Nous évoluons dans un domaine ultra-compétitif. Nos héros sont souvent des figures comme Steve Jobs, Mark Zuckerberg, ou d'autres qui ont marqué leur époque. On nous pousse constamment vers l'excellence : "travaille après le travail", "construis ton portfolio", "participe à des hackathons ou des game jams", et ainsi de suite. C’est inspirant quand on est jeune et passionné, mais il est important de ne pas tomber dans l'illusion que ce chemin est la seule voie vers la réussite. Si, d’un côté, cela peut être formateur, cela peut aussi devenir épuisant. Cette pression constante peut être source de stress, et elle n’est pas nécessairement saine à long terme.
Il existe un côté toxique dans cette culture de recrutement. On valorise ceux qui peuvent "tenir la distance", ceux qui résistent au "crush" de la compétition. En parallèle, des événements qui se veulent ludiques comme les hackathons peuvent aussi être une manière subtile de faire en sorte que les jeunes talents s’ancrent dans cette culture de la performance, tout en masquant les sacrifices qui y sont liés.
Mais la réalité, c’est qu’il n’y a pas qu’une seule voie. Pourquoi devrions-nous, informaticiens et développeurs, tous viser à être ces génies qui remportent le gros salaire ? Oui, il y en a, et tant mieux pour eux, mais tout le monde n'est pas destiné à cette trajectoire.
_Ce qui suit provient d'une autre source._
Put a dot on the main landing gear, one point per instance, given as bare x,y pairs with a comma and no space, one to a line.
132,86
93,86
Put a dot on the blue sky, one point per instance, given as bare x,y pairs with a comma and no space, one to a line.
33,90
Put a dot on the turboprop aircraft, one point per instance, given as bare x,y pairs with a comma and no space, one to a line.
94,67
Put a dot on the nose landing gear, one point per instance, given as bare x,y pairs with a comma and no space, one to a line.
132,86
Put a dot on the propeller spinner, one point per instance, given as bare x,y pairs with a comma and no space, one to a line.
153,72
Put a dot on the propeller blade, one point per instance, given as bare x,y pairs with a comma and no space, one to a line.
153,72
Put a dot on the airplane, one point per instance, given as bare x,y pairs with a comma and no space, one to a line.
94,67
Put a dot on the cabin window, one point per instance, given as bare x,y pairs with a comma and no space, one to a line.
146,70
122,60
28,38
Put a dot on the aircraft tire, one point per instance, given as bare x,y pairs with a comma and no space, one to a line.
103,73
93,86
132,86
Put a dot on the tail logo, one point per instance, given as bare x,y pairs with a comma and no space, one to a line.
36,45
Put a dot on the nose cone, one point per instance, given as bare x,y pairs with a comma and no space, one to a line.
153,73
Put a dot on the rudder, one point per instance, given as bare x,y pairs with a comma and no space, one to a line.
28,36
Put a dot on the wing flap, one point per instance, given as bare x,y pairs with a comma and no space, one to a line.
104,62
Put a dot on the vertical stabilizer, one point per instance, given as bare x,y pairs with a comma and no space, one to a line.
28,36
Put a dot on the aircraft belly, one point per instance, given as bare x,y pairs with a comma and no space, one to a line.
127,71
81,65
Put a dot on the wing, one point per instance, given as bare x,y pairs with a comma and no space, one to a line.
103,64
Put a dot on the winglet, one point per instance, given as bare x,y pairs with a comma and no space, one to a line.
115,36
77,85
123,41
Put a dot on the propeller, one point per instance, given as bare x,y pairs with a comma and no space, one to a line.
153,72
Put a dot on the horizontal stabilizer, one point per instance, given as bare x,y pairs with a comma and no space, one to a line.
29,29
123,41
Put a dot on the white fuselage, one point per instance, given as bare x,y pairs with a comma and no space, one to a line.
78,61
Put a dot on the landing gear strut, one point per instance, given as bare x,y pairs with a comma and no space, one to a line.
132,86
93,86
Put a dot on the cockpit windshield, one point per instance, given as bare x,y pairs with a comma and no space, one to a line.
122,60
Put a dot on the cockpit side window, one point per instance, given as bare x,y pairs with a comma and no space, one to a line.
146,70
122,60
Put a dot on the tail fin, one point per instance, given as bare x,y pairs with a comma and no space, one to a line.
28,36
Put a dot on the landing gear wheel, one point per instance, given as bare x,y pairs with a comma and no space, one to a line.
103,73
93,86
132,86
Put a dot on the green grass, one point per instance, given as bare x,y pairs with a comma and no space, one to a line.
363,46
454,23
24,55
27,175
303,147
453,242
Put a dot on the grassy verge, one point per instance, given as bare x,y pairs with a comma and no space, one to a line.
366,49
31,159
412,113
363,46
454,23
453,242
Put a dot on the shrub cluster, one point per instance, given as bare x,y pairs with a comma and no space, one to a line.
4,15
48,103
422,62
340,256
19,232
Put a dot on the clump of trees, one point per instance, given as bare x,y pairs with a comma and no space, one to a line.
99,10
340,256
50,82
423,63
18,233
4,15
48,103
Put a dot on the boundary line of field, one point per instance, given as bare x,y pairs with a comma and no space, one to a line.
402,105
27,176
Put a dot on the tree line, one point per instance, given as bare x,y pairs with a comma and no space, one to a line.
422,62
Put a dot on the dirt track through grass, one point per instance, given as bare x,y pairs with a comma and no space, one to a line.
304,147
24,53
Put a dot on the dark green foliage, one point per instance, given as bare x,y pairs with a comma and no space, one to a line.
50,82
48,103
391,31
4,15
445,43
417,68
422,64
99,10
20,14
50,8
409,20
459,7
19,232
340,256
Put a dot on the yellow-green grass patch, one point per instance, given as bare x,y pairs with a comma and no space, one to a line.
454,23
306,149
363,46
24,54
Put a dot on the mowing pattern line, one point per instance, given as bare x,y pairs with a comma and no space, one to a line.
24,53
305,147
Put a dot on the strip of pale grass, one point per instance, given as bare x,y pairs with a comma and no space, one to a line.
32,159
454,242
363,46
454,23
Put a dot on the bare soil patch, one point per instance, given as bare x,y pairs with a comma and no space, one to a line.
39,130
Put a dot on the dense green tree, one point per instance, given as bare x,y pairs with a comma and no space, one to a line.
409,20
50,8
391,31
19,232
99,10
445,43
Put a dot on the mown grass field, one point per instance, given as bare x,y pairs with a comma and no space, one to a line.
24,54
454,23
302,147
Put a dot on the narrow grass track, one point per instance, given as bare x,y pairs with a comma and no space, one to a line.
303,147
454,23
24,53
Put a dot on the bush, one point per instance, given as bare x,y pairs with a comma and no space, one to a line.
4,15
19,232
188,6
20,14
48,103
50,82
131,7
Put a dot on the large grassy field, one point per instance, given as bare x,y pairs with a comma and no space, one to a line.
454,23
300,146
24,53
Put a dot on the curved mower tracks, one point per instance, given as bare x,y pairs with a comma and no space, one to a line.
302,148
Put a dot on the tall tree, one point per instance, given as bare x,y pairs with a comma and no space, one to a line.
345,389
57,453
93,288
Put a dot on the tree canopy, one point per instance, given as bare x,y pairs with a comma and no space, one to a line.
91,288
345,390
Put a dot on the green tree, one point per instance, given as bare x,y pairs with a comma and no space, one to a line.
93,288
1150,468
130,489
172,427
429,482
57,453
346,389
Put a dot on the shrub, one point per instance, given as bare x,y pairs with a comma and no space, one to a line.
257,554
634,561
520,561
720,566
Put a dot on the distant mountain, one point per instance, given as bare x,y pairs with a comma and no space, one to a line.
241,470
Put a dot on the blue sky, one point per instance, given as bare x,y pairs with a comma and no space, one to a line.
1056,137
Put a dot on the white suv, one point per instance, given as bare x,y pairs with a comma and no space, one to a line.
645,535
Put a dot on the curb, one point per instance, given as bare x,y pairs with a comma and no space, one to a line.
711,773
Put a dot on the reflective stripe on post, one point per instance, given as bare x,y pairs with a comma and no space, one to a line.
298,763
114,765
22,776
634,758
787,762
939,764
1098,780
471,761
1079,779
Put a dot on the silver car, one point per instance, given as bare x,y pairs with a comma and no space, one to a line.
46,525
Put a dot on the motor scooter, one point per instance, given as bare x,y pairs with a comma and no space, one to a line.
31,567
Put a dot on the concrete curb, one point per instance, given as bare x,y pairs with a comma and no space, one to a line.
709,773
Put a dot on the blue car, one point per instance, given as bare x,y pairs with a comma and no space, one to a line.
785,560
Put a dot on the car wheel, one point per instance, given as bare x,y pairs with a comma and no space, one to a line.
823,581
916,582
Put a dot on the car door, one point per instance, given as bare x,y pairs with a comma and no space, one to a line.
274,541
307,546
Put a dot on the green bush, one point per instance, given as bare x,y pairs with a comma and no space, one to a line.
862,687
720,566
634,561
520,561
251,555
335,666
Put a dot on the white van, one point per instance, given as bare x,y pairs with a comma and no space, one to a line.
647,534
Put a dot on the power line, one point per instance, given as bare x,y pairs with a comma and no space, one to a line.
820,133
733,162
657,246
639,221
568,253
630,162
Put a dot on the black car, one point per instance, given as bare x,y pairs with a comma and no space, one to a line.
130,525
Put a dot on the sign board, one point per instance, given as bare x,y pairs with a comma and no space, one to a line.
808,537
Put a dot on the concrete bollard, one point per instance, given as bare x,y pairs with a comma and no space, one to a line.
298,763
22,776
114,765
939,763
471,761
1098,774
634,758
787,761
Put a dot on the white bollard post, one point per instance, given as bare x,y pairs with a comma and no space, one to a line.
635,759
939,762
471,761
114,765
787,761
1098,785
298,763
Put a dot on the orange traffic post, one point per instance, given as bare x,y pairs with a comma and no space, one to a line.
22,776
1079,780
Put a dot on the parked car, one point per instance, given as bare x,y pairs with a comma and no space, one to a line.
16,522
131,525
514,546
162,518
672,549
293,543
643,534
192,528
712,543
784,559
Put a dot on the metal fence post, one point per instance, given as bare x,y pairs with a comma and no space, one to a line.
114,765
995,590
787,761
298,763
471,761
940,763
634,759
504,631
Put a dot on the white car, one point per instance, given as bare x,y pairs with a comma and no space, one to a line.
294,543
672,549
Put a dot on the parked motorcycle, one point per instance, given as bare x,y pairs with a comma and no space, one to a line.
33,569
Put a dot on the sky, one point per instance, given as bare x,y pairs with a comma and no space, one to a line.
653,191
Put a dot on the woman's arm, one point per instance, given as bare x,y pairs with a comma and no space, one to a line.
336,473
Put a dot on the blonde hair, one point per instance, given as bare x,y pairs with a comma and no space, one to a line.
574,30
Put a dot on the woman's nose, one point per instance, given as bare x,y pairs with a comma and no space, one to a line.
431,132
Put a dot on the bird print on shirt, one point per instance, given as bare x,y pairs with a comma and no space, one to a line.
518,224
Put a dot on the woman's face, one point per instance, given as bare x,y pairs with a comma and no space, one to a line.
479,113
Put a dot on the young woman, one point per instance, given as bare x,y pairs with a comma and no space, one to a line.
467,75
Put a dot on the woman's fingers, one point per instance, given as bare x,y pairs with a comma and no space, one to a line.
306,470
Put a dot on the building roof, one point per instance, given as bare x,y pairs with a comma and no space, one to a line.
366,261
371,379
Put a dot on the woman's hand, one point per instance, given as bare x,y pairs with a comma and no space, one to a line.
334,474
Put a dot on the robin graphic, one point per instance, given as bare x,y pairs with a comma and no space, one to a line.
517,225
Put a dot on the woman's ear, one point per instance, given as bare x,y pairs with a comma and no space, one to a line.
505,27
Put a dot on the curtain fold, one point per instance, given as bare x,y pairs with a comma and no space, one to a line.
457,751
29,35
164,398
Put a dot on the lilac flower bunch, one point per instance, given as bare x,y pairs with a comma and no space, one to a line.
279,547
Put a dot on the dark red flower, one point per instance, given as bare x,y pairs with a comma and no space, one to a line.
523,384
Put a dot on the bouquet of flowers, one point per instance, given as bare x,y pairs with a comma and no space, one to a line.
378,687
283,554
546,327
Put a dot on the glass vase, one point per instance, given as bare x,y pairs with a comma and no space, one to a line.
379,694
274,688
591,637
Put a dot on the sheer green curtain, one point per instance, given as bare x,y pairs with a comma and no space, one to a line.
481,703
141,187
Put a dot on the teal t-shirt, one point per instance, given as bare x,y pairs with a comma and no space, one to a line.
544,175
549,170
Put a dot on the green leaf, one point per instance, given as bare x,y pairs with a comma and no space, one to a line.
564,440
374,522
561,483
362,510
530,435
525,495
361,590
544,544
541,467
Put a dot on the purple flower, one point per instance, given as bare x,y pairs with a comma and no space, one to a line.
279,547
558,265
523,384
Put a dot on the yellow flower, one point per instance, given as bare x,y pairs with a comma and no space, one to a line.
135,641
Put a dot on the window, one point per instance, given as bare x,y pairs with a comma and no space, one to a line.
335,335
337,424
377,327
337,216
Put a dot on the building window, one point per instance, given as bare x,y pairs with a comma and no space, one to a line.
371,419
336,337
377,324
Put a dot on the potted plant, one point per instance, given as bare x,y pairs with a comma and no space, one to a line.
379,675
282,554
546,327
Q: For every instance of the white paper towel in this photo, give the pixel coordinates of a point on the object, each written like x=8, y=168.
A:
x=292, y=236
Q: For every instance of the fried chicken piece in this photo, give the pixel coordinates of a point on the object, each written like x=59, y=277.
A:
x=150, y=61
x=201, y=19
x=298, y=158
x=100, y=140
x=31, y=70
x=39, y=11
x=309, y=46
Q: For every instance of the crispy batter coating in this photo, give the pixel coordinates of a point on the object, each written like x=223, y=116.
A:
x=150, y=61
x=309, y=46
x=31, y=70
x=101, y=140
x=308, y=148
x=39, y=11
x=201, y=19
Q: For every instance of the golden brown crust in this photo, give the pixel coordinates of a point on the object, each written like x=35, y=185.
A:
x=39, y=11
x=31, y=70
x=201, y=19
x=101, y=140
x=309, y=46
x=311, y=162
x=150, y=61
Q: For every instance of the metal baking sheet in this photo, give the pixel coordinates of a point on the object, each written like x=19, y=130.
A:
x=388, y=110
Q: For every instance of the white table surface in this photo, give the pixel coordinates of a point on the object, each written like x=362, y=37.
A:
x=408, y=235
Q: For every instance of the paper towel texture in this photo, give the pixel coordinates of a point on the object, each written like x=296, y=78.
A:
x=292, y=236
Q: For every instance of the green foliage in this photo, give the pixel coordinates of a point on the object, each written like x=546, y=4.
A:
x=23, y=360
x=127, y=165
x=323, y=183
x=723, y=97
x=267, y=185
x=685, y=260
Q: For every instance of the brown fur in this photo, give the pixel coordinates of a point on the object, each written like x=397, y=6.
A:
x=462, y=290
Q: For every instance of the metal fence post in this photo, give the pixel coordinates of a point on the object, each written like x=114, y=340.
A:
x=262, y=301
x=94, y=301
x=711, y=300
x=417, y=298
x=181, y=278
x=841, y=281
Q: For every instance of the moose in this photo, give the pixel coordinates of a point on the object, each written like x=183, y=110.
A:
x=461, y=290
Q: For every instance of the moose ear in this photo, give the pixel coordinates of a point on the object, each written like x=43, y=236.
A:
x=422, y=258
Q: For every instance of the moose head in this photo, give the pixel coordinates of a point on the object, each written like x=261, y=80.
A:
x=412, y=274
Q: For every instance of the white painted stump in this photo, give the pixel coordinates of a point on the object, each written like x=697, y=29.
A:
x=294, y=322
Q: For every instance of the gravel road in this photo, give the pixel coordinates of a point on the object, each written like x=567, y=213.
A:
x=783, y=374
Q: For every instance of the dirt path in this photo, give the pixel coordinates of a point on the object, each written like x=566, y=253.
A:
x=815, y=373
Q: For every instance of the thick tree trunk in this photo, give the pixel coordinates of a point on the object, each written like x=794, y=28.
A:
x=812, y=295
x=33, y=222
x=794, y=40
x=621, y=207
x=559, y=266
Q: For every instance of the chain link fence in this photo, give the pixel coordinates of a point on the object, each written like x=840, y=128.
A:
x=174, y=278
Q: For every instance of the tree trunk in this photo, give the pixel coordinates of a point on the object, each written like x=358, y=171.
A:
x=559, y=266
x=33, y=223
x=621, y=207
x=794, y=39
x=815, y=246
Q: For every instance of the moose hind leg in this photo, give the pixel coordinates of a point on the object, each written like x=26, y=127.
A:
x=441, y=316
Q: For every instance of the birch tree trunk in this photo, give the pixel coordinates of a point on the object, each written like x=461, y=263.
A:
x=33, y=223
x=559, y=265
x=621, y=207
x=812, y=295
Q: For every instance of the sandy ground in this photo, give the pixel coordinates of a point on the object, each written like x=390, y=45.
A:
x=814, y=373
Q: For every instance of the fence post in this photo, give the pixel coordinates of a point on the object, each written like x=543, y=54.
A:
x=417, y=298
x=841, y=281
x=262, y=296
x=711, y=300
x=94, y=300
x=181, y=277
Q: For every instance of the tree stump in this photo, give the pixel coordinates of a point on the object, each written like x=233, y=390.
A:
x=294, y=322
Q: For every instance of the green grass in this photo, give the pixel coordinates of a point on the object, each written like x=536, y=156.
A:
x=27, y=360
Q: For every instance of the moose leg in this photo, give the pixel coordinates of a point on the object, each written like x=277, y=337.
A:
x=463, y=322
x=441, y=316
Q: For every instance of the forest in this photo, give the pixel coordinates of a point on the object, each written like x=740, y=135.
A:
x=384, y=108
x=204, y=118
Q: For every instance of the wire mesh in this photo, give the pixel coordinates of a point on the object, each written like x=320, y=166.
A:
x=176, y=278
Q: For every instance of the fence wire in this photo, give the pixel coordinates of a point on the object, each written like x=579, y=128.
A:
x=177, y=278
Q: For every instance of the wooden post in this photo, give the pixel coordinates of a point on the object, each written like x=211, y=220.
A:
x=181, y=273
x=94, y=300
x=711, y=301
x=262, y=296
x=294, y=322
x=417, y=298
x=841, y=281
Gagner beaucoup d'argent vient avec des responsabilités et des sacrifices qu'on ne peut pas toujours mesurer à l'avance. Moi-même, j’ai expérimenté ce chemin au début de ma carrière. Il m’a été formateur, mais aussi épuisant. Même un salaire élevé ne suffisait pas à compenser le temps que je voulais passer ailleurs.
Nous avons le droit de ne pas chercher la gloire. Nous avons le droit de choisir d’être des exécutants, des fonctionnaires, ou tout simplement des programmeurs, tout en étant aussi des parents présents, des amis, ou même des membres actifs d’une guilde World of Warcraft le soir venu. Ce n’est pas parce que l’on choisit une vie plus tranquille qu’on est moins précieux pour la société. Au contraire, souvent, c’est cette stabilité qui permet à d’autres de briller.
Je salue ceux qui ont fait des sacrifices pour réussir, ceux qui se sont battus pour leurs rêves et récoltent aujourd'hui les fruits de leur travail. Ces personnes sont exceptionnelles et indispensables. Mais je critique ceux qui essaient de faire en sorte que tout le monde suive le même modèle. Pour certains d’entre nous, la programmation peut simplement être un moyen de vivre et de subvenir à ses besoins, sans devoir se définir à travers des technologies comme Laravel, ou à travers une carrière de rock star du code.
Ce n’est pas que je rejette l’ambition ou l’excellence, mais je pense qu’il est important de rappeler qu’il existe plusieurs manières d’être épanoui dans son métier. La programmation, comme tant d’autres domaines, peut simplement être un moyen d’accomplir une mission, de participer à des projets intéressants, sans avoir besoin de se sacrifier corps et âme.
La technologie évolue vite, mais il est important de ne pas se laisser submerger par la course effrénée vers l'excellence. Chacun a le droit de suivre son propre rythme et de trouver un équilibre entre sa vie professionnelle et personnelle, sans être jugé par des standards souvent irréalistes. Loin de moi l'idée de dénigrer ceux qui ont trouvé leur place dans cette dynamique. Au contraire, je les respecte et les admire. Mais il est crucial de ne pas imposer cette voie à tous. Nous pouvons être programmateurs, travailleurs acharnés, et avoir d’autres vies, d'autres passions, sans devoir sacrifier notre bien-être dans le processus.